Tuesday, December 29, 2009
Why?
The question, the most profound one,
always starts with a WHY.
"Why?"
SEE?I guess that will always be a question unanswered.
So why am I spitting out bullshit stuff all over the beginning?
I dunno.
I mean, I guess I'm just pretty bored over the holidays, although I'm so NOT complaining about holidays, Lord oh God,I was just stating the boredness as just me being oh-so-boring and NOT because holidays are too long. In fact, make it all year! I-or I'm sure-we, will be all fine and lovely.ha ha.ha hah.
Not.
I mean the sadistic "ha ha" part.
I feel bored, empty, and I dun wanna go back to sch. *"Back To School" campaign, freak off!
I dun feel like going back to school.Even If its just one more year of high school.
GOSH, ONE MORE YEAR.
17.
which means SPM
which means SPM
whish means SPM
I don't think I wanna repeat it again the fourth time.
I don't know what has gotten into me. I'm constantly depressed, easily saddened, agitated always by the smallest things, whats wrong?
Whats the matter with me?
Well
Here's the confession:
I feel, I'm always going to be on my own.
Which is, phhffff, stupid, cause Helllooo..? You've got family darhhling.You've got a bunch of friends. You've got SOME opportunity. You're not hated...too much and you're not infamous...too much. Which is a GOOD thing considering how small and discreet this town is and could be respectively. So,
whats wrong,
whats up, Wazzup yo mama kiddo yo SUCK-KA?Nothing.
Nothing?Nothing.
And why is that...?Thats just it. Nothing.
Nothing is coming to me. Nothing interestingly good is happening to me. The nothingness is eating me away.
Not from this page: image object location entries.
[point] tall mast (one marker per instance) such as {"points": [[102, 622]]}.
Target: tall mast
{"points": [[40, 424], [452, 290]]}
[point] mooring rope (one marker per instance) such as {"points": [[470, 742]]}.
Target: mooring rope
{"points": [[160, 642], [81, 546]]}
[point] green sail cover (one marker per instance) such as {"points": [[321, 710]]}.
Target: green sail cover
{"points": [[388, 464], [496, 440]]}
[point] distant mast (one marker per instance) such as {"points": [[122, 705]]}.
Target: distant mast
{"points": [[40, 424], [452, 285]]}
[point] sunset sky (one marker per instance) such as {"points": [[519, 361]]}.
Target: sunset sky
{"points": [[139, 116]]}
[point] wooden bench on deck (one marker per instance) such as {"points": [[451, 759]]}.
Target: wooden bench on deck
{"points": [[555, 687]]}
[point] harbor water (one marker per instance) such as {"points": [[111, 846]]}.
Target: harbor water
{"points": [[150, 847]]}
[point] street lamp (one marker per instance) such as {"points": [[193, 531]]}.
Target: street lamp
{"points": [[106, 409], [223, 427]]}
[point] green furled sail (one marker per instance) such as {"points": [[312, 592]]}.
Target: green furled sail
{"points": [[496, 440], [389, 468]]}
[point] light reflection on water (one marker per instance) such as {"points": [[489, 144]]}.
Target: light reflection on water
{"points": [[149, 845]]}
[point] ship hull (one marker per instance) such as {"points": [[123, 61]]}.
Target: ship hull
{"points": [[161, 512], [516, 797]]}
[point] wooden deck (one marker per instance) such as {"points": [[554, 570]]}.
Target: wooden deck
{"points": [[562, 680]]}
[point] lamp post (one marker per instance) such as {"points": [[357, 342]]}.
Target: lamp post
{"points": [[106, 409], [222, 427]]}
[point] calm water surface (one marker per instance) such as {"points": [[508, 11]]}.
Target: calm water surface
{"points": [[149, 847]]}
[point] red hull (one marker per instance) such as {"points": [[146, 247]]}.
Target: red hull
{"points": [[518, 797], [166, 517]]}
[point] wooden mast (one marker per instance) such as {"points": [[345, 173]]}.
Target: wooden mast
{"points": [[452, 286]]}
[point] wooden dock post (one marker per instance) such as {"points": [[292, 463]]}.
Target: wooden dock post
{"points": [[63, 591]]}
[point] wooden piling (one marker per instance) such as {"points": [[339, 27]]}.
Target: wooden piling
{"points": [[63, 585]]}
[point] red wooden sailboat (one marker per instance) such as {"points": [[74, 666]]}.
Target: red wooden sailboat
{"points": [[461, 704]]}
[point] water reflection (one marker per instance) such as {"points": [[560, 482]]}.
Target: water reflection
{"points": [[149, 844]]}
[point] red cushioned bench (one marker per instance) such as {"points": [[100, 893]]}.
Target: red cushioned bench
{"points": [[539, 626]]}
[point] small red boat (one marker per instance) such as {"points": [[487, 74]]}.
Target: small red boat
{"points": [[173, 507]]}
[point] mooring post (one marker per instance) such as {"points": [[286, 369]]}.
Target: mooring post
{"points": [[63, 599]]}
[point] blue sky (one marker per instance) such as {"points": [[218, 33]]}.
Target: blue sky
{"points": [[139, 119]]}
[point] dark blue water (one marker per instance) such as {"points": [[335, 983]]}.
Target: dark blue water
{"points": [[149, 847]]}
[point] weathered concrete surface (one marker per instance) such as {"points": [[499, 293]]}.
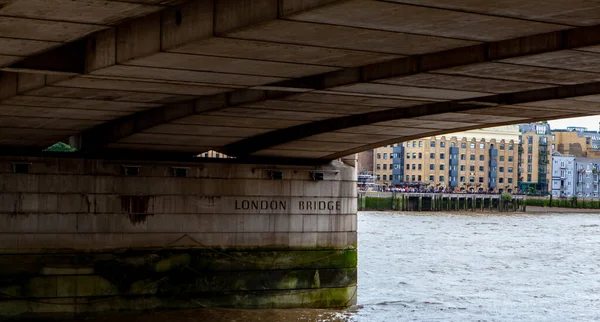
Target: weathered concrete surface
{"points": [[284, 78], [79, 237]]}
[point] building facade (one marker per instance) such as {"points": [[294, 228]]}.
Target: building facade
{"points": [[586, 185], [577, 141], [575, 177], [563, 168], [477, 160], [535, 158]]}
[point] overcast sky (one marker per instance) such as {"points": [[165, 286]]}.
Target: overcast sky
{"points": [[591, 122]]}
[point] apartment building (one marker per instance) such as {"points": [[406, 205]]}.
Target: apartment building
{"points": [[535, 157], [477, 160], [383, 164], [575, 177], [576, 141]]}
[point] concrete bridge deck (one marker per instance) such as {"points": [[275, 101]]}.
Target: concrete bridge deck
{"points": [[290, 78]]}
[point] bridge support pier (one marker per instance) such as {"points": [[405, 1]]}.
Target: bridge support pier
{"points": [[89, 237]]}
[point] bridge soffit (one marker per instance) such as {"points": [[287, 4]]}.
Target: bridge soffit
{"points": [[193, 20]]}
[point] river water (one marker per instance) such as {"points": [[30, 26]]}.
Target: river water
{"points": [[457, 267]]}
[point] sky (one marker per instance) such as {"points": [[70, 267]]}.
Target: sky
{"points": [[591, 122]]}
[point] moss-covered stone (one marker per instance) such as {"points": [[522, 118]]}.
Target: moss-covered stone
{"points": [[177, 278]]}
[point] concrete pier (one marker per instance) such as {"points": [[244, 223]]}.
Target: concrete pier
{"points": [[89, 237]]}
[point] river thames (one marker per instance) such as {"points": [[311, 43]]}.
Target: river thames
{"points": [[457, 267]]}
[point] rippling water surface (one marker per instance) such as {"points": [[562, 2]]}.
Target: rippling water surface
{"points": [[458, 267]]}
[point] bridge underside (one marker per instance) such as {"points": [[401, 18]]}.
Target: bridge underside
{"points": [[315, 79]]}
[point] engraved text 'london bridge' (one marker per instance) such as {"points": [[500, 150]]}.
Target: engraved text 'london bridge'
{"points": [[282, 205]]}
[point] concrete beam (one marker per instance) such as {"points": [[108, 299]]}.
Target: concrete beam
{"points": [[271, 139]]}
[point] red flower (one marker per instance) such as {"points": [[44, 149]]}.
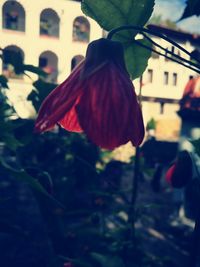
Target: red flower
{"points": [[98, 98]]}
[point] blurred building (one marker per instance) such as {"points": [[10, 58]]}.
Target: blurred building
{"points": [[54, 34], [164, 82], [51, 34]]}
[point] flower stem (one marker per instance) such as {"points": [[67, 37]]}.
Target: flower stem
{"points": [[176, 58]]}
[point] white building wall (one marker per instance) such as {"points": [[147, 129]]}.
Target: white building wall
{"points": [[33, 44]]}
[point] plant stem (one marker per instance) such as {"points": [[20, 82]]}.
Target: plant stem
{"points": [[180, 60]]}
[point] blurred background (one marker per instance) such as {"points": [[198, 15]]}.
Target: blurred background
{"points": [[64, 201]]}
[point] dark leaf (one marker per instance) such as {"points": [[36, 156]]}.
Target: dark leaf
{"points": [[192, 8]]}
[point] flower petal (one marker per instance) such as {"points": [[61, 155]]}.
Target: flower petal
{"points": [[59, 102], [108, 110], [70, 121]]}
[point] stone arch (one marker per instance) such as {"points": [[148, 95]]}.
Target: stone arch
{"points": [[49, 23], [81, 30], [48, 61], [13, 16]]}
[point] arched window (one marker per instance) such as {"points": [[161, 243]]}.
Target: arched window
{"points": [[48, 61], [49, 23], [76, 60], [81, 30], [13, 16], [12, 56]]}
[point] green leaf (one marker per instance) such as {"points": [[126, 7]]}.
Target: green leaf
{"points": [[37, 96], [11, 142], [129, 12], [3, 81], [35, 70], [136, 58], [111, 14], [23, 176], [192, 8]]}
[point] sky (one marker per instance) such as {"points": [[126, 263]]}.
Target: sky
{"points": [[173, 9]]}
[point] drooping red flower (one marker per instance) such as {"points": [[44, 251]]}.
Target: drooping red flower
{"points": [[97, 98]]}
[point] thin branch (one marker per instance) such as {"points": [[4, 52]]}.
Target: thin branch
{"points": [[142, 31]]}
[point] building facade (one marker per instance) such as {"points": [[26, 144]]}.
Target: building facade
{"points": [[164, 82], [51, 34]]}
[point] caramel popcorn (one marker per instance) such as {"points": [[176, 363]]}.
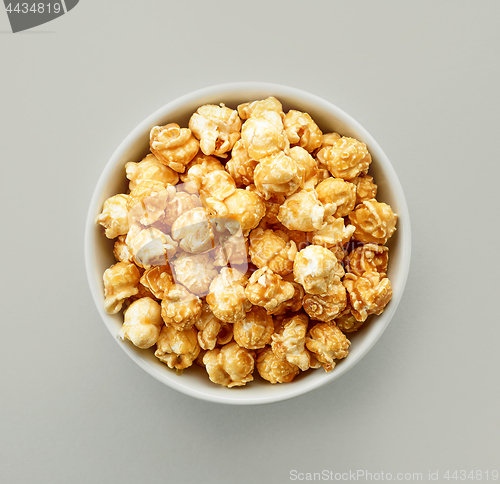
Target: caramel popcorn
{"points": [[217, 128], [120, 282], [274, 369], [230, 366], [150, 169], [142, 323], [369, 258], [303, 211], [241, 167], [193, 231], [375, 222], [227, 298], [255, 330], [327, 343], [272, 249], [317, 269], [328, 306], [368, 294], [302, 130], [174, 146], [114, 216], [268, 290], [264, 135], [157, 279], [345, 158], [289, 344], [177, 349], [339, 192], [179, 308]]}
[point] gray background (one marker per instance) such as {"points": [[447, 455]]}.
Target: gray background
{"points": [[422, 77]]}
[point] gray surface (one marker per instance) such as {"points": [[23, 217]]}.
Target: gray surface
{"points": [[422, 77]]}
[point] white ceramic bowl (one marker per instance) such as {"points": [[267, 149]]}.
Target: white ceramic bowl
{"points": [[99, 256]]}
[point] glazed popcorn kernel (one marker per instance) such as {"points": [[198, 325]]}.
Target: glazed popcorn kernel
{"points": [[272, 249], [345, 158], [302, 130], [174, 146], [264, 135], [317, 269], [268, 290], [255, 330], [217, 128], [289, 343], [339, 192], [227, 299], [368, 294], [303, 211], [230, 365], [114, 216], [327, 343], [274, 369], [142, 323], [369, 258], [177, 349], [180, 308], [150, 169], [277, 174], [326, 307], [375, 222]]}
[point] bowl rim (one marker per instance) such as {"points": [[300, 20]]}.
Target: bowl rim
{"points": [[404, 244]]}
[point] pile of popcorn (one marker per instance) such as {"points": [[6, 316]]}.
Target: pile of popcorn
{"points": [[249, 240]]}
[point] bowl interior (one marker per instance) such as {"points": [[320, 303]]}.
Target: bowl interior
{"points": [[99, 255]]}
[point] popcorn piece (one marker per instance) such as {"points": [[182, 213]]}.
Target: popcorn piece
{"points": [[277, 174], [368, 294], [365, 188], [339, 192], [227, 299], [208, 327], [263, 135], [345, 158], [194, 231], [327, 343], [303, 211], [272, 249], [375, 222], [241, 167], [255, 330], [150, 246], [289, 344], [114, 216], [229, 366], [195, 272], [157, 279], [317, 269], [274, 369], [326, 307], [217, 128], [256, 108], [302, 130], [369, 258], [180, 308], [306, 165], [334, 234], [177, 349], [150, 169], [142, 323], [174, 146], [268, 290], [120, 282]]}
Darling,It's a good thing that nothing came. I mean, It could be a BAD thing, which is not a good thing, which is worse than nothing.I guess you're kinda right.
Of course I'm right, Crystal. I'm ALWAYS right. I'm like, your Law and Order.Except, of course, you're not the only one who's my Law and Order.
Now what do you mean by that now, huh?
Nothing.
Oh-h nothing.
*sigh
I guess I should quit complaining about the fact that I'll always be easily forgotten and taped as "Miss Nicey-Pancey-didshejustsaidfuckquestionmarkexclamationmarkkk" all the way. Which is good. I meant the latter part.
To not be remembered for the better things you did, well, thats just sad. Its like making a nice apple crumble pie with cinnamon sprinkles and fluffy cream on top, only to be ferociously eaten in one huge gulp. *gone like the wind
Its just as sad as THAT.
I don't have the looks, the figure, the right attitude. I'm just plain-ol Crystal, with the drama flair and oh-so blah clothes, the chinese-y hair , the ability to make people not understand my language and the low-so-low-wait-isthereeverevenone self esteem.
I feel terrible.
Oh you're too modest darhhling.
Oh shut up will ya, Law and Order?
*silence
I guess, I guess I do have some nice things about my life.
Like, erm...hmm...
Oh yea, the two pairs of earrings that Id just bought: A pizza-shaped one and a choc. cake-shaped one.
Aint that just cu-ute?
And the existences of eggs,lovely, brilliant eggs. Boiled, scrambled, fried, Japanese-styled, sunny-side up...Oh, the possibilities are ENDLESS.
And the production of Phineas and Ferb? I heart you guys<3
And Chocolate? Chocolates! CHOCOLATES!!!!!!!!
And Golf? oh wait, my love aint that consistent.
And my drama-ness? Oh wait, not cool.
How bout almond tea? Cinnamon tea? Green tea? ahh, now thats blissful.
And BOOKS!All the nice reading and sitting and breathing at intervals. Its brilliant.
And now I'm sad.
I know all the nice people in my life. Some included Renee, my long-distant relationship girlfriend(haha), Hilary, my dear sister slash friend slash golfing buddy, Mrs Teo, Add Maths teacher slash friend slash mentor, Mrs Hong, Piano teacher slash mentor slash friend ,Jon, friend slash friend slash friend.Yee, my friend slash Brain twin slash twin and Limin, my friend slash classmate slash Miss Nicey, even *gulps, Paul, friend slash noob slash Wheenoob. I guess, when it broiled down to this, only a few person registered in your mind, your heart, your soul. I can only thought of these people. And frankly, I confess with a pang of guilt, I can only think of these people. Why?
and now we're back to the question, arent we?